An important strength in this large nationwide study is that transfers were identified and categorised on discharge by ICU staff according to specific SIR guidelines. The validity of this categorisation is supported by the fact that the direction of clinical transfers was mainly from local and district general hospitals to tertiary care hospitals while non-clinical transfers were in the opposite direction. Clinical transfers were, as expected, younger with shorter length of stay in hospital and in ICU before transfer, also supporting that clinical and non-clinical transfers were grouped accurately. Within the non-clinical transfer group, the proper separation of repatriations and capacity transfers is supported by greater SOFA scores and more frequent night-time discharges among capacity transfers compared to repatriations. Another important strength was that the results remained largely the same when we limited our analysis to three specific subsets of our study cohort. Capacity transfers were associated with increased 30-day mortality whether analysed in six defined diagnostic groups, in admissions with no life-sustaining treatment limitations or after exclusion of transfers within the same hospital.

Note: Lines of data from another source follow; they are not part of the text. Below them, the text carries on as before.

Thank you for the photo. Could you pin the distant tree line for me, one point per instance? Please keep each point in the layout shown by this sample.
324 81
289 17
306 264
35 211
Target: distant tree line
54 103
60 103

A significant limitation is the lack of data collected during transport and after arrival to the receiving ICU. Although we have information on 180-day survival, we need to know more if we are to understand how transfer influences outcome. An important next step must be to analyse and compare complete care trajectories of transferred and non-transferred patients. Linking ICU care episodes are needed to identify factors that are associated with survival, i.e. duration and mode of transport, organ support during transport, interventions or treatment limitations in the receiving ICU.


This study identified an increased mortality rate associated with ICU-to-ICU transfers during periods of demand–supply mismatch. While prior studies have suggested that the only disadvantage of capacity transfers is longer intensive care periods [2, 3], this study shows that such transfers are also associated with greater mortality compared to repatriations. Avoiding the need for capacity transfers by increasing the number of ICU beds and staff is an obvious remedy. However, transfers due to demand–supply mismatch will continue to be necessary since it is impossible to meet all peaks in intensive care requirements. Future studies are needed to examine whether it is possible to minimise risk by careful patient selection, proper organisation of handover and transport and subsequent care in the receiving ICU.